Fixes required because both RFC 7049 Appendix A and Wikipedia violate RFC 7049 Section 2.3

[x448]

Data validation should add this rule: Reject CBOR primitives (major type 7) with additional info 24 if value (next byte) is < 32.

BTW, always verify with RFC 7049 because there's incorrect info about this item even on reputable websites.

[x448]

RFC 7049 Section 2.3. Floating-Point Numbers and Values with No Content

24 | Simple value (value 32..255 in following byte)

It also says in the same section:

As with all other major types, the 5-bit value 24 signifies a single- byte extension: it is followed by an additional byte to represent the simple value. (To minimize confusion, only the values 32 to 255 are used.)

This means RFC 7049 Appendix A contains an invalid example that violates RFC 7049 Section 2.3:

| simple(24) | 0xf818 |

After 6+ years, the RFC 7049 errata still doesn't mention this mistake so you can report it if you want.

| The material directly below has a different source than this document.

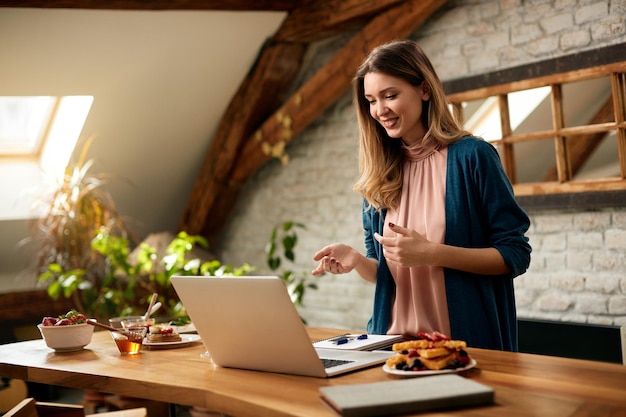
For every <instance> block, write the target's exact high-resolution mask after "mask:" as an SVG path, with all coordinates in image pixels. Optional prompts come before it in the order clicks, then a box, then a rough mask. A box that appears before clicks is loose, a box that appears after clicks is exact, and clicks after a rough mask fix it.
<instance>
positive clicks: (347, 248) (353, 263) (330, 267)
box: [312, 243, 362, 276]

Wikipedia is also wrong because it's interpretation coincidentally matches the incorrect example from RFC 7049 Appendix A instead of the correct text from RFC 7049 Section 2.3.

[fxamacker]

Thanks for finding the root cause. I just filed a RFC errata for this issue.

I have hundreds more corpus files compared to what is shared online because fuzzing started before v0.1 was put on github.

Thanks again :+1:

[cabo]

Thank you for filing this errata report.

We fixed this in the 7049bis document (which is updating the current RFC with some significant editorial improvements, as well as fixing the errata, currently in working-group last call) in revision f3bde9d: https://github.com/cbor-wg/CBORbis/commit/f3bde9d . Unfortunately, at the time it didn’t occur to us to also supply an errata report, which should have been done.

Maybe I can use this unfortunate event as an opportunity to ask that you have a good read of https://tools.ietf.org/html/draft-ietf-cbor-7049bis-09 and submit any problems you have with the updated text before the working group last call completes on Thursday, 12 December? You can tell us either at cbor@ietf.org or at https://github.com/cbor-wg/CBORbis/issues . Note that there are a few issues outstanding, in particular https://github.com/cbor-wg/CBORbis/issues/63 — which actually will have a substantive effect, so you may have an opinion on it; please feel free to comment.

[fxamacker]

@cabo thanks for confirming. I went to update wikipedia but it looks like someone beat me to it! :smile:

7049bis has some really nice editorial improvements, such as section 4.2 (Deterministically Encoded CBOR). I'm looking forward to read more during the holidays.

I found a couple of potential issues in 7049bis. I need more time to double check before bringing them to your attention.

Thanks again for your reply.

[x448]

Thanks Carsten! I agree with Faye, 7049bis is a very welcome improvement over 7049 from what I've read so far. I regret not finding it sooner and making suggestions/contributions earlier. I have suggestions that wouldn't change 7049bis rules but would make it easier to create generic CBOR libraries with 7049bis -- but December 12 is so close.